Charles Wilton has been fighting for his whole life. Abandoned by his birth parents, Charles was placed in the foster care system as an infant and abused by his caregivers. His disability was misdiagnosed many times. Doctors said he would never speak. As a child, Charles fought to be removed from special needs classrooms when school administrators didn’t understand that his disability affected his body - not his mind. At age seven, Charles was officially diagnosed with Quadriplegic Spastic Cerebral Palsy. He was adopted by this speech therapist and, with intensive therapy, was able to start using his voice to communicate. In high school, Charles found athletics and set a world record in race running. Life was still difficult. In the years following high school, Charles attempted suicide three times. He was barreling toward rock bottom when he started working out again. Training as a boxer became his priority. At a leadership workshop, Charles met Sean - who later became his manager. The two started searching for Charles’ first official fight.
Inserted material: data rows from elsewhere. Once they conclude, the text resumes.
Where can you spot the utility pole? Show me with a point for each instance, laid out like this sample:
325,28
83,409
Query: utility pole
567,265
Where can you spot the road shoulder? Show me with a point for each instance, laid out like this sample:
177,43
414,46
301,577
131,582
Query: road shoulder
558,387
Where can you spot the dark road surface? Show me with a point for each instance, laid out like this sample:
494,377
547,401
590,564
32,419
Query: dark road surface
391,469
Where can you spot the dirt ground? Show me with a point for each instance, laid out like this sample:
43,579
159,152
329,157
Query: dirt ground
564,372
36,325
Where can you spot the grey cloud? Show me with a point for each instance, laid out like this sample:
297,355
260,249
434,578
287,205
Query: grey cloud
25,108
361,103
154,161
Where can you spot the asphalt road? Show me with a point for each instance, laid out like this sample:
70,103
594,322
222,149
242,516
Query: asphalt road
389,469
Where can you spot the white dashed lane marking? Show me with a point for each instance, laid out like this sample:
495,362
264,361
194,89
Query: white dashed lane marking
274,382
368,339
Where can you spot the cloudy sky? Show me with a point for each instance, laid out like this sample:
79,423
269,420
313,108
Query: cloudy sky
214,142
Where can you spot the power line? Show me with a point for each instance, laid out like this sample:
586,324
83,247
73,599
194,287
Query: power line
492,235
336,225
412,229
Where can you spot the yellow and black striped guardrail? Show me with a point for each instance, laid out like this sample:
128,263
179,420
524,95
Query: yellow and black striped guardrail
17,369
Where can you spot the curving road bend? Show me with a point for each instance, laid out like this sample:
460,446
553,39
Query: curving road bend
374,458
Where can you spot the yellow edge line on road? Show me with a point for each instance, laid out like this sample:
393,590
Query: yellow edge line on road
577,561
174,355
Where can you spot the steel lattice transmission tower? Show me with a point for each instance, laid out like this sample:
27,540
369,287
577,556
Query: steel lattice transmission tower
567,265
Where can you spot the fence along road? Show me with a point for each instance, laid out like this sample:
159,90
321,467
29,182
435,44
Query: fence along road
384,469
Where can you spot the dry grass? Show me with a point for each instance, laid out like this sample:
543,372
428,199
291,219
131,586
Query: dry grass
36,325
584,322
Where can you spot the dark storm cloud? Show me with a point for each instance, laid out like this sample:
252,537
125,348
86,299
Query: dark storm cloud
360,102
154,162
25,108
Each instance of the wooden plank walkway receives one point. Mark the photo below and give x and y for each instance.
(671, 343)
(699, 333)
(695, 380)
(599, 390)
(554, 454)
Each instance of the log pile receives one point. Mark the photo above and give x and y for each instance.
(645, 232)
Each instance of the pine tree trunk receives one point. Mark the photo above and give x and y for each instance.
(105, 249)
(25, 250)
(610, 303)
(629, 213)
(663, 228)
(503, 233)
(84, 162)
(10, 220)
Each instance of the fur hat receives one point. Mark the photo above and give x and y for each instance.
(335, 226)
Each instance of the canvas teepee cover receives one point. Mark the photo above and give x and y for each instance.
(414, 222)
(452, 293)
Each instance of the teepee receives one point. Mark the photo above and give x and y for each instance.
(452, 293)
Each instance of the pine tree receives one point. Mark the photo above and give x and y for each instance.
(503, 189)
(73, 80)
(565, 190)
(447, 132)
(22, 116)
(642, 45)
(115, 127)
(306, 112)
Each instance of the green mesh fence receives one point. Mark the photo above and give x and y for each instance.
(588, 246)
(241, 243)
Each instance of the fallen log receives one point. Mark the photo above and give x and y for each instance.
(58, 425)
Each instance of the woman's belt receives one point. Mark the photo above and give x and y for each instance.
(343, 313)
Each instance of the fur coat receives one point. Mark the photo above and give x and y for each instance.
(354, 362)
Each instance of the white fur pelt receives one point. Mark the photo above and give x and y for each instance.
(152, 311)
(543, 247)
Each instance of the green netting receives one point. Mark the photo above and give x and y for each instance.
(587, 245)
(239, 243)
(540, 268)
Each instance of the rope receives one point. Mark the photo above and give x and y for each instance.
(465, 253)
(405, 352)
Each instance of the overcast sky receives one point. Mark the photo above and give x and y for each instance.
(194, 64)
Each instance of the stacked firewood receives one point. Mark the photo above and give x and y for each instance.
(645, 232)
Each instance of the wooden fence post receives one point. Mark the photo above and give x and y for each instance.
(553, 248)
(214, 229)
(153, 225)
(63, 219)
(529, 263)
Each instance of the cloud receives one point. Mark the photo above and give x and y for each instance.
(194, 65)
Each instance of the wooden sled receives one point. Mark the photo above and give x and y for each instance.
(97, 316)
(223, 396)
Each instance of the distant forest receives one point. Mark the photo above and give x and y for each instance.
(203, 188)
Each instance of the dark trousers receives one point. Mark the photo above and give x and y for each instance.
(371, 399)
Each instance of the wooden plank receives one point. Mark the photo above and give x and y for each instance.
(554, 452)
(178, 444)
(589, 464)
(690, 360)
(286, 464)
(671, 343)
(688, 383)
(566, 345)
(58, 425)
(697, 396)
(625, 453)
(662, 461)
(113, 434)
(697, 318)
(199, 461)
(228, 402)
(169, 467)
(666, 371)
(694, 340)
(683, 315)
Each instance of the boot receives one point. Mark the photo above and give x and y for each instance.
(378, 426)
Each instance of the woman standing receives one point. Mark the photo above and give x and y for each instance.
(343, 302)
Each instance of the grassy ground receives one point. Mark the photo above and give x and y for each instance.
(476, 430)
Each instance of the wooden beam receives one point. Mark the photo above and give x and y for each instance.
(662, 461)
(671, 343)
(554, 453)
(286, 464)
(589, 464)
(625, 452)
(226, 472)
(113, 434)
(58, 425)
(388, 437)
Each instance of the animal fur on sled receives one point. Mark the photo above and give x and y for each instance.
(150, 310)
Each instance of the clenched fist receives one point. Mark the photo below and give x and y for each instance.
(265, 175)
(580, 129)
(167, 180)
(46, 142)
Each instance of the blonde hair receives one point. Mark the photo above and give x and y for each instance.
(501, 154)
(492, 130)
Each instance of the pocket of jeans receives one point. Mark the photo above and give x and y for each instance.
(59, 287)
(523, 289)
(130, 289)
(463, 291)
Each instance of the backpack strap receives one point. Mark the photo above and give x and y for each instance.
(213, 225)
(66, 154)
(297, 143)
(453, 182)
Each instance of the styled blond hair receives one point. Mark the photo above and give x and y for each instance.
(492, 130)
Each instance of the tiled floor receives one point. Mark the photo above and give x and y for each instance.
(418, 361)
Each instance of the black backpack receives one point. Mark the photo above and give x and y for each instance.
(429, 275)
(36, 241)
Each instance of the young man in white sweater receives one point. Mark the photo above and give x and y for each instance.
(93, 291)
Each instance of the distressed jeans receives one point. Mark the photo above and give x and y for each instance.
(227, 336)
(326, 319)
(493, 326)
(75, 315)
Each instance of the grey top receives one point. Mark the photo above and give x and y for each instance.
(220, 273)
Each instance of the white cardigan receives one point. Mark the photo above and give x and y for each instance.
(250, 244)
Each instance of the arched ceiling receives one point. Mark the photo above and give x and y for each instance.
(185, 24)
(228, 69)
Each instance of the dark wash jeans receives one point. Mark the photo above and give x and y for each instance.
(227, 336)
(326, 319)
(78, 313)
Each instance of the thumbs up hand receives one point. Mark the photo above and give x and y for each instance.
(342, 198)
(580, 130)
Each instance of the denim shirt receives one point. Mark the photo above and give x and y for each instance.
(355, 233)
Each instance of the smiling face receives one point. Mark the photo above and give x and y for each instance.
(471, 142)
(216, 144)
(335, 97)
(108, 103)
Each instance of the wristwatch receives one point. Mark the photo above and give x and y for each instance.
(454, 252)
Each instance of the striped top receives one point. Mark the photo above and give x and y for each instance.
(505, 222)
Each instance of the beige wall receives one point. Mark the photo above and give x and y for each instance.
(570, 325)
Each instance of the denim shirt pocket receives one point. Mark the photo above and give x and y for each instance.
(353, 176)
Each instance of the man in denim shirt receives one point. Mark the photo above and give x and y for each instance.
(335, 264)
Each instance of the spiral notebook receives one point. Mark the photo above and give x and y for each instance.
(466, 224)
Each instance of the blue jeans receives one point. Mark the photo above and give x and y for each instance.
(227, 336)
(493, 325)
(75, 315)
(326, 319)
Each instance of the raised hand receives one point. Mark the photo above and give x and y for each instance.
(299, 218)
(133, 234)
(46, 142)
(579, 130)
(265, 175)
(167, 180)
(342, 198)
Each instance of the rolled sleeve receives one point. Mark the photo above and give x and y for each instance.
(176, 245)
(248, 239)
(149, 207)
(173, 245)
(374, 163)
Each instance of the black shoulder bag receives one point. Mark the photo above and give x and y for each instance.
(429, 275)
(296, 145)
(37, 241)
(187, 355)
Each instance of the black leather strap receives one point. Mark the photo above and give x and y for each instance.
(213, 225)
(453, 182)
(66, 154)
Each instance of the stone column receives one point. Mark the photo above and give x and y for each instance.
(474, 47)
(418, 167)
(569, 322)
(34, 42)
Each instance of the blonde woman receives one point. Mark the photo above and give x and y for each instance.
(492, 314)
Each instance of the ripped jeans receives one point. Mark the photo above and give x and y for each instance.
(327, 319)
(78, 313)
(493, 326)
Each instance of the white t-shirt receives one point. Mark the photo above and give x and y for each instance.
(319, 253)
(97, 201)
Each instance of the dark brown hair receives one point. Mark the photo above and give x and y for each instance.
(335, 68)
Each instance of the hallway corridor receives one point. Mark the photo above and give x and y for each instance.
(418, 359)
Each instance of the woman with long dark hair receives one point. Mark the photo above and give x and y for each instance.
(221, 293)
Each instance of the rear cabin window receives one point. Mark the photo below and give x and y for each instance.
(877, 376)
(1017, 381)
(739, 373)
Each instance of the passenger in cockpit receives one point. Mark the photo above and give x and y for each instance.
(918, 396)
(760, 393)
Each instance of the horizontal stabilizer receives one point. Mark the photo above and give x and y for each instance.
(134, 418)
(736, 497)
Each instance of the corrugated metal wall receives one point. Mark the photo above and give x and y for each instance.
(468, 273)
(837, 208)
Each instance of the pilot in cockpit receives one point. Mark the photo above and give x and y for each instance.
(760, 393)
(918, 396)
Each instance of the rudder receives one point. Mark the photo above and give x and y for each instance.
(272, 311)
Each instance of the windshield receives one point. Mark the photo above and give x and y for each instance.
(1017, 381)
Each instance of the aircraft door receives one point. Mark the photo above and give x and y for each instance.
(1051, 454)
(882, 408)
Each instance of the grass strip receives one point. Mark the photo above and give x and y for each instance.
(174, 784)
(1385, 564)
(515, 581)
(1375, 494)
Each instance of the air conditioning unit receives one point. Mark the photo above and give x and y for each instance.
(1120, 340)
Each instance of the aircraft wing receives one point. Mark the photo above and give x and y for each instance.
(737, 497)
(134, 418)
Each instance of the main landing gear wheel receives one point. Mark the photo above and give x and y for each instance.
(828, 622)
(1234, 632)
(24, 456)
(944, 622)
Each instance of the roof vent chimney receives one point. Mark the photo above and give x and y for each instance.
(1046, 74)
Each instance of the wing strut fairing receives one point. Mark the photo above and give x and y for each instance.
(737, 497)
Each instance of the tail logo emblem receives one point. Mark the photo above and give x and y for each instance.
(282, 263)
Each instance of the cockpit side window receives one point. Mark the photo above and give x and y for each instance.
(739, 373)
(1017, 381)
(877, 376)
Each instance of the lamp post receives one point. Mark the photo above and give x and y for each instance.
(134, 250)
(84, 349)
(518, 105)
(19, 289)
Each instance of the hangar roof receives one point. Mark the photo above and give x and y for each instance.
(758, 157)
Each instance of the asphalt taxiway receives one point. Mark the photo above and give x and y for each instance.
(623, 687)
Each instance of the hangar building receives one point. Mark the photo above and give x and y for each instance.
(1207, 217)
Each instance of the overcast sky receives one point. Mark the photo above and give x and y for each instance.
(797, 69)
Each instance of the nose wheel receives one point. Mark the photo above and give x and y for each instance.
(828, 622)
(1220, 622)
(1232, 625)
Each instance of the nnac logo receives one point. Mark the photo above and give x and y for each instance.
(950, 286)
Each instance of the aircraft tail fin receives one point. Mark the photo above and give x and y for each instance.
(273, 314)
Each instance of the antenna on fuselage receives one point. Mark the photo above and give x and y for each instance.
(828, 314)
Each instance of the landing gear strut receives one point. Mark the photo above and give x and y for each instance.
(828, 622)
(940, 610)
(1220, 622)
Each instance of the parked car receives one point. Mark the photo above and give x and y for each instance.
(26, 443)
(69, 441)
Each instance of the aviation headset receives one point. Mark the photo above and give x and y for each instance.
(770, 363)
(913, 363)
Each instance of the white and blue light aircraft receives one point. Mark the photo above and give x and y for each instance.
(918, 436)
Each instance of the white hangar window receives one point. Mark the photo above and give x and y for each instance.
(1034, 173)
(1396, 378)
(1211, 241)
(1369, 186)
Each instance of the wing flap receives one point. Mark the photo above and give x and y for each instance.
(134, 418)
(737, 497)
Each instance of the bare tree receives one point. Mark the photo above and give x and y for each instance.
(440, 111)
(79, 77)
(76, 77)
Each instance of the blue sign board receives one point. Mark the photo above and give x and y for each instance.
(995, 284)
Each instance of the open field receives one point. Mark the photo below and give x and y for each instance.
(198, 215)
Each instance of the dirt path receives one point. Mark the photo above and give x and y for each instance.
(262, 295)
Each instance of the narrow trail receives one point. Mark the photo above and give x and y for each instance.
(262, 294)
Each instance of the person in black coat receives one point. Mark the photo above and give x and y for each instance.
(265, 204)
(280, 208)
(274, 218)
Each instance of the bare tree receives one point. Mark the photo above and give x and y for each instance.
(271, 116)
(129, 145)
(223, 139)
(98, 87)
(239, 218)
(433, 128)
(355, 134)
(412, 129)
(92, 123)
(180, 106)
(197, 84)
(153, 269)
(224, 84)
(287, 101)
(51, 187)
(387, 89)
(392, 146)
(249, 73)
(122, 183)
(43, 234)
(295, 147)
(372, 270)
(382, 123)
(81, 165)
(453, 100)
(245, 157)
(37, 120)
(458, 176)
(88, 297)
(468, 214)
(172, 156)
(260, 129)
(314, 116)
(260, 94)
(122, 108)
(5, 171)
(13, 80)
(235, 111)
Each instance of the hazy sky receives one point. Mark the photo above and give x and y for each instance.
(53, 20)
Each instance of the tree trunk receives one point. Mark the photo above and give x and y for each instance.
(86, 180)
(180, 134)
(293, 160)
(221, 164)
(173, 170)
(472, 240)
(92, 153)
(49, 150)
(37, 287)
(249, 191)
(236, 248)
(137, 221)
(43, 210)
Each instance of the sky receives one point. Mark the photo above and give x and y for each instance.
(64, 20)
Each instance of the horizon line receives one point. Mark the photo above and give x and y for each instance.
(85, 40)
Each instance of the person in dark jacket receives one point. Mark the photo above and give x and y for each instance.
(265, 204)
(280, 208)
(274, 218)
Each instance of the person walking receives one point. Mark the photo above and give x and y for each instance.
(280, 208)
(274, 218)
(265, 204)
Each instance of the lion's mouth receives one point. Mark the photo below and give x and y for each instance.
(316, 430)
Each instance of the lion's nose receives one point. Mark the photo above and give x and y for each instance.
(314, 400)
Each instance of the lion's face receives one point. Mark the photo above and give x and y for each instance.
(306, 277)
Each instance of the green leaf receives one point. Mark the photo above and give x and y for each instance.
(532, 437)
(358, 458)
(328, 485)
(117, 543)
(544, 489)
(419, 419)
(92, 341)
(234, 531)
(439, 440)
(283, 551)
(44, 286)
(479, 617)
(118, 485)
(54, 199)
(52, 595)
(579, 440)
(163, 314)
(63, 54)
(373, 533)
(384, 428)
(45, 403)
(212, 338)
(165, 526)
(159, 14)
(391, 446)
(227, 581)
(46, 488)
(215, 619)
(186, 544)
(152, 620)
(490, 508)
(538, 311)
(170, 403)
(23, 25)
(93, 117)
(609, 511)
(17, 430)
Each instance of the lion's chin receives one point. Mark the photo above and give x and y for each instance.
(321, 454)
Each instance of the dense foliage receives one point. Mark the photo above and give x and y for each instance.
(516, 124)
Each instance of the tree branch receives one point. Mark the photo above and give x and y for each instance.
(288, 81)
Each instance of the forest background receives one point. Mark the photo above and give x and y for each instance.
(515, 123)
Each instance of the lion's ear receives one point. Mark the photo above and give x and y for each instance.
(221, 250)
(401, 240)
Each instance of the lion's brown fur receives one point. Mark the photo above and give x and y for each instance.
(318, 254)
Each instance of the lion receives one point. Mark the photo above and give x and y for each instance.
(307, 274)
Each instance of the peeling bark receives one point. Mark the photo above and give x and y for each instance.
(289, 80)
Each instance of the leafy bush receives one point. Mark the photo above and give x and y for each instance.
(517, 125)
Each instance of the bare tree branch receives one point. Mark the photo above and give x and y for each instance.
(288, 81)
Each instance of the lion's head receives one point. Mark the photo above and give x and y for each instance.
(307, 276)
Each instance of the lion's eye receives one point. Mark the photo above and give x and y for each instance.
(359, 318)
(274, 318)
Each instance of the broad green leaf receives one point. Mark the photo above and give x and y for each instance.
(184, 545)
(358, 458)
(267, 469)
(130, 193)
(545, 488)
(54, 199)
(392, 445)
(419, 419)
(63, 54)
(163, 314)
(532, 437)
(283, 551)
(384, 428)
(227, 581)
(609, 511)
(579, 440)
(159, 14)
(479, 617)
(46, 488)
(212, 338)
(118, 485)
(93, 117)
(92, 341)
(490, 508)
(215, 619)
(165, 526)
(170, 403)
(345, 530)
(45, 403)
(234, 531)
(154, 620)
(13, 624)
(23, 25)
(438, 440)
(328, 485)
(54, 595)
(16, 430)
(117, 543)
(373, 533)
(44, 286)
They set up a match in the UK and raised money to travel to the event. The fight was guaranteed as a sanctioned event - but days before the match, the organizers decided that they didn’t want to take on the liability of wheelchair boxing. Instead, they used Charles to demonstrate a training product. Charles returned home defeated and feeling like he’d been used as a “side-show.” Frustrated with all the major boxing organizations saying “no” to a fight, Charles took to social media. He connected with Jesse, another disabled boxer, and they decided to organize their own wheelchair boxing match - against each other. Charles and Jesse are fighting for something bigger than their own right to fight. They’re frustrated with how disabled people are treated and have decided to put on a demonstration to show the world just how tough they are.